Acute Kidney Failure (cont.)
Acute Kidney Failure Renal Causes
Primary renal damage is the most complicated cause of renal failure (accounts for 25% to 40% of cases). Renal causes of acute kidney failure include those affecting the filtering function of the kidney, those affecting the blood supply within the kidney, and those affecting the kidney tissue that handles salt and water processing.
Examples of kidney problems that can cause kidney failure include:
Glomerulonephritis: The glomeruli, the initial filtration system in the kidney, can be damaged by a variety of diseases, including infections. The resulting inflammation impairs kidney function.
A common example is a complication of strep throat. Streptococcal bacterial infections may damage the glomeruli.
Glomerular disorder symptoms may include dark-colored urine (like cola or tea) and back pain.
Other symptoms include producing less urine than usual, blood in the urine, high blood pressure, and body swelling (retaining water).

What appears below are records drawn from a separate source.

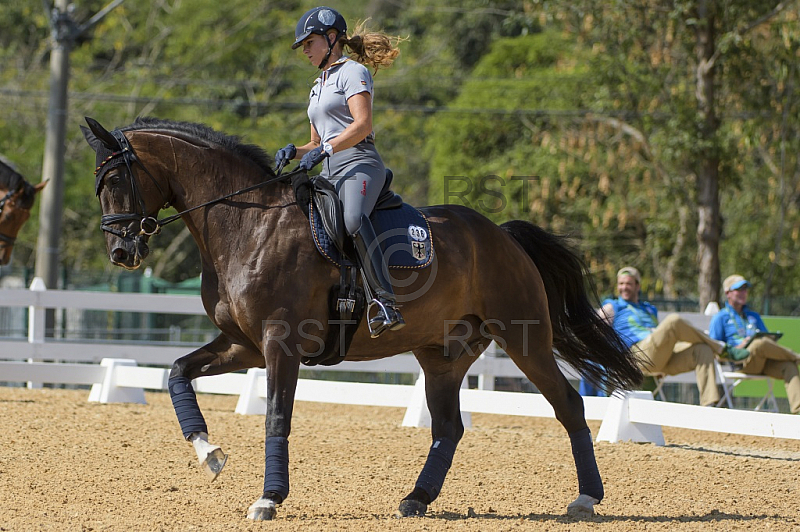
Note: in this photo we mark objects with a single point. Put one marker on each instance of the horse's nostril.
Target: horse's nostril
(119, 255)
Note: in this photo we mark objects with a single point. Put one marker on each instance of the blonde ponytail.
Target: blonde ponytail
(373, 49)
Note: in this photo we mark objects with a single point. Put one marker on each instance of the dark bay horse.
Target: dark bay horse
(16, 201)
(264, 285)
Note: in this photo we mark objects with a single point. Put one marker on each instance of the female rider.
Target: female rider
(340, 111)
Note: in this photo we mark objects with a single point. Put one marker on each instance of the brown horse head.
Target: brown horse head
(16, 200)
(129, 210)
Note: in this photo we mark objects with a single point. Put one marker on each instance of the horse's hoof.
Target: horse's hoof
(411, 508)
(262, 510)
(214, 463)
(582, 507)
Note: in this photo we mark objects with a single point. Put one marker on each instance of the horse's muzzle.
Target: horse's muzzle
(130, 253)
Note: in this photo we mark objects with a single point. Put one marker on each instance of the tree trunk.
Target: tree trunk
(707, 162)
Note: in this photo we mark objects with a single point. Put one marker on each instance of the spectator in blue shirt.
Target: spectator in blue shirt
(735, 325)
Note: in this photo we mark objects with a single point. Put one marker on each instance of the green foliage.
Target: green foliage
(580, 116)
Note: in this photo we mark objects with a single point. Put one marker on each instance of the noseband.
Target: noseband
(8, 240)
(147, 225)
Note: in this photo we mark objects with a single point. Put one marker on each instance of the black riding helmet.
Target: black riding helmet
(318, 20)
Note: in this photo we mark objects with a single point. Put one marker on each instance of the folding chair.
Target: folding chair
(690, 377)
(732, 378)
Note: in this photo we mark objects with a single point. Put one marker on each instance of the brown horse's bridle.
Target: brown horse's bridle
(149, 225)
(8, 240)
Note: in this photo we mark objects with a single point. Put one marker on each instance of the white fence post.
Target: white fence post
(251, 401)
(617, 425)
(36, 323)
(109, 392)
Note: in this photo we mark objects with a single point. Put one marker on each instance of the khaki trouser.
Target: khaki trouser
(769, 358)
(675, 346)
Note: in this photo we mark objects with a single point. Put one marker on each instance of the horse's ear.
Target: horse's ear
(99, 136)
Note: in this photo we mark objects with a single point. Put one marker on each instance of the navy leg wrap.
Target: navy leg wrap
(436, 467)
(185, 403)
(589, 481)
(276, 468)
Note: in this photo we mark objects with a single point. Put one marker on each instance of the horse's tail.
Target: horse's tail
(580, 336)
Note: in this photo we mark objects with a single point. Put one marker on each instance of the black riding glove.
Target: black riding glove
(312, 159)
(284, 155)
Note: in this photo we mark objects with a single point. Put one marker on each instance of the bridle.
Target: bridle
(149, 225)
(4, 238)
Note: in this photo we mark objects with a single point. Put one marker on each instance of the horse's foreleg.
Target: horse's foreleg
(540, 367)
(217, 357)
(282, 374)
(442, 385)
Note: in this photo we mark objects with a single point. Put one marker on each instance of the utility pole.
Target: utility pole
(64, 32)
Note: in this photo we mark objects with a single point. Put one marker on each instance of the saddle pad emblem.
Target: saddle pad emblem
(404, 235)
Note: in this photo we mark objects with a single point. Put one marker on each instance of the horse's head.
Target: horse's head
(129, 204)
(16, 202)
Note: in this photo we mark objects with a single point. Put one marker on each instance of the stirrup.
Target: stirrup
(386, 318)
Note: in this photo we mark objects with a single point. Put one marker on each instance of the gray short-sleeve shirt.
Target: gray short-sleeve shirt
(327, 102)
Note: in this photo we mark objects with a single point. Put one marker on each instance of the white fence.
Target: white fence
(112, 371)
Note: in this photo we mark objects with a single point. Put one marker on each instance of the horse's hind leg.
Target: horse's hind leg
(534, 356)
(217, 357)
(442, 385)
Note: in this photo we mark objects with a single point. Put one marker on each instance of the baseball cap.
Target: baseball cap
(630, 270)
(734, 282)
(318, 20)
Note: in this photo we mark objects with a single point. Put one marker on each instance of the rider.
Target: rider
(340, 110)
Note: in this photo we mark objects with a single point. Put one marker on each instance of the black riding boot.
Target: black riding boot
(376, 274)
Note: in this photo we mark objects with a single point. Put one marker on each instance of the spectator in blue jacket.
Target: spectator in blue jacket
(736, 324)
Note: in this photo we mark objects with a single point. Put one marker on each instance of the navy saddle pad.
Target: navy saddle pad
(403, 232)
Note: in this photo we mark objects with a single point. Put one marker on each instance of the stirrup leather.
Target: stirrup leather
(387, 318)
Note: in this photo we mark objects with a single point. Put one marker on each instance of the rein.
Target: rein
(149, 225)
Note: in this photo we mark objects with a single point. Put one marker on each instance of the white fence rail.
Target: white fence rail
(118, 378)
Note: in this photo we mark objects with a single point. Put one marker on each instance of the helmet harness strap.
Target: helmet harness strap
(330, 48)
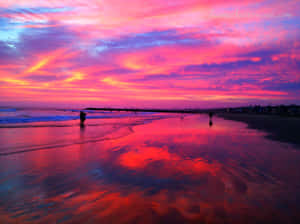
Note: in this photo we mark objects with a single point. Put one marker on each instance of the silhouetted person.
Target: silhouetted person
(82, 118)
(210, 114)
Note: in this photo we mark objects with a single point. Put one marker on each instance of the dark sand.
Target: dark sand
(284, 129)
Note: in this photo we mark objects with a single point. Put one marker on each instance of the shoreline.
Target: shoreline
(278, 128)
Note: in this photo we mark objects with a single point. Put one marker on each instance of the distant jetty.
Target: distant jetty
(191, 111)
(283, 110)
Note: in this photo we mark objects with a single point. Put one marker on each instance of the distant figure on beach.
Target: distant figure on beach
(210, 118)
(82, 117)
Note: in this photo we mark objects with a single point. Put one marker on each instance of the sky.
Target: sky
(149, 53)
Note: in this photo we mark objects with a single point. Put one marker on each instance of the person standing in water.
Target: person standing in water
(82, 117)
(210, 118)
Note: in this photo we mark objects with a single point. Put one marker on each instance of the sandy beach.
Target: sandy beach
(284, 129)
(143, 168)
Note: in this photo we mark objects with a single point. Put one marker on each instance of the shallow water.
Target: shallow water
(152, 168)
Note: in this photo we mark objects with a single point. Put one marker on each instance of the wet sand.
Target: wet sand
(284, 129)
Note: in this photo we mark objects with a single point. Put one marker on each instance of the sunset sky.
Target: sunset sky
(149, 53)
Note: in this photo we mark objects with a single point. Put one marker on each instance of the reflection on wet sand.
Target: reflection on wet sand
(170, 170)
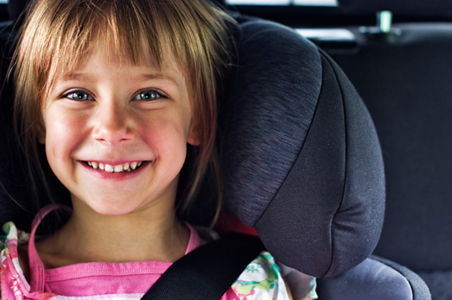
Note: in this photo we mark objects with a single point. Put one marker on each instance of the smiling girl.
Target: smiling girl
(116, 90)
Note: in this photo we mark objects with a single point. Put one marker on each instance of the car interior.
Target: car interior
(335, 140)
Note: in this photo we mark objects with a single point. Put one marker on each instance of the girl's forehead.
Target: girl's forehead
(169, 66)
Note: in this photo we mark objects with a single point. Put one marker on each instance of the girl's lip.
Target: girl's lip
(115, 175)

Treatment usually consists of medications and, if kidney function fails significantly, dialysis may be needed to remove life-threatening waste products that cannot be excreted.
Acute interstitial nephritis: This is a sudden decline in renal function caused by inflammation of interstitial kidney tissue that primarily handles salt and water balance rather than the filtering of wastes.
Medications such as antibiotics, anti-inflammatory medicines (for example, aspirin, ibuprofen), and water pills (diuretics) are the most common causes.
Other causes include infections and immune-related diseases such as lupus, leukemia, lymphoma, and sarcoidosis.
It is usually reversible if the kidney damage is not severe.
Treatment consists of withdrawal of offending drugs, treatment of infection, and dialysis in cases of very poor kidney function.
Acute tubular necrosis: The kidney tubules are damaged and do not function normally. Tubular necrosis is usually the end result from the other causes of acute renal failure. The tubules are delicate structures that handle much of the kidney's filtration function. When there is necrosis, the cells that form the tubules become dysfunctional and "die."
This condition accounts for 90% of cases of primary acute kidney failure.
Causes include shock (decreased blood supply to the kidneys), drugs (especially antibiotics) and chemotherapy agents, toxins and poisons, and dyes used in certain kinds of X-rays.
Some people produce much less urine than usual. Other symptoms of acute tubular necrosis include tiredness, swelling, lethargy, nausea, vomiting, abdominal pain, kidney pain, loss of appetite, and rash. Sometimes there are no symptoms.
Treatment depends on the cause of the damage and may consist of discontinuing problem medications, replenishing body fluids, and improving blood flow to the kidney. A diuretic may be given to increase urine production if the total body water level is too high. Medications may be given to correct blood chemistry imbalances.
If there is no recovery of the patient's kidneys and these treatments do not sufficiently substitute for the lost kidney function, the patient will need regular dialysis or may be a candidate for kidney transplantation.
Polycystic kidney disease (PKD): This is a genetic disorder characterized by the growth of numerous cysts in the kidneys. PKD can enlarge the kidneys and replace much of the normal structure, resulting in reduced kidney function and leading to kidney failure.
When PKD causes kidneys to fail, which usually happens after many years, the patient requires dialysis or kidney transplantation.
About one-half of people with the most common type of PKD progress to kidney failure, also called end-stage renal disease (ESRD).